In an advisory, Microsoft said that the vulnerability could allow remote code execution and affects all supported releases of Microsoft Windows, apart from Windows Server 2003. ”At this time, we are aware of limited, targeted attacks that attempt to exploit the vulnerability through Microsoft PowerPoint,” it warned.
The vulnerability is in Microsoft Object Linking and Embedding (OLE), a technology that allows applications to share data and functionality, such as the ability to create and edit compound data.
Mark Sparshott, EMEA director at Proofpoint, said that OLE is legitimately used to display parts of a file within another file, for example to display a chart from an Excel Spreadsheet within a PowerPoint presentation.
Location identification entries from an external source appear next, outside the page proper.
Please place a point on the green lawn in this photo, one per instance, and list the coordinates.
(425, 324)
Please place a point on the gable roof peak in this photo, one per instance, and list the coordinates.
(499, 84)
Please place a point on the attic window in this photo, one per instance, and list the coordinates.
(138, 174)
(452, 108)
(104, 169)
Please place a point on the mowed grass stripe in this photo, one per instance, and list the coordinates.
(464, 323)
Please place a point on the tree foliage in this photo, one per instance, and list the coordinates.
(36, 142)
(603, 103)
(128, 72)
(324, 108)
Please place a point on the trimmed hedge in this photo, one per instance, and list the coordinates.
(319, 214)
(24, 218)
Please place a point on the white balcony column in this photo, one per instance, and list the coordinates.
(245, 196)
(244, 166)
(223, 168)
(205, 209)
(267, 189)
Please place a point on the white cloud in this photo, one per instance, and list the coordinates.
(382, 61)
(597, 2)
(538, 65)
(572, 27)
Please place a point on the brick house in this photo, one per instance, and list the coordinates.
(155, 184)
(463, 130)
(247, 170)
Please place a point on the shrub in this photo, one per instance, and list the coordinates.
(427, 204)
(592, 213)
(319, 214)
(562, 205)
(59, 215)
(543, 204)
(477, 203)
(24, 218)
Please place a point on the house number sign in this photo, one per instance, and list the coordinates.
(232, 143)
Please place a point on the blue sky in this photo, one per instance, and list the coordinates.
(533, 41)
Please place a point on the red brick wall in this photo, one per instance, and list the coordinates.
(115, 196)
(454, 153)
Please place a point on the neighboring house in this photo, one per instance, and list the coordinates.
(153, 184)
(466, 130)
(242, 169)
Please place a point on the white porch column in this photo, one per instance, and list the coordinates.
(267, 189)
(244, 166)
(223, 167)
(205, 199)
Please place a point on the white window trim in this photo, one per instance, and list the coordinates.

“This is not the first time that a vulnerability in OLE has been exploited by cyber criminals, however most previous OLE vulnerabilities have been limited to specific older versions of the Windows operating system,” he said. “What makes this vulnerability dangerous is that it affects the latest fully patched versions of Windows.”
Lamar Bailey, director of security research and development at Tripwire, said that despite Vista, Windows RT, Server and 8 being vulnerable in parts, this was not a major issue.
“The vulnerability is just an escalation of privilege issue and requires a watering hole attack and/or persuading the victim to open a file to exploit,” he said. “If a user can be convinced via email, instant message, social media, or in some manner to open a PowerPoint attachment then the attacker will gain the same user rights as the current user.
“If the current user has the ability to install programs or access critical systems in the environment this could be used by attackers to gain a foothold in a network and the exploited system would be used as a base of attack.”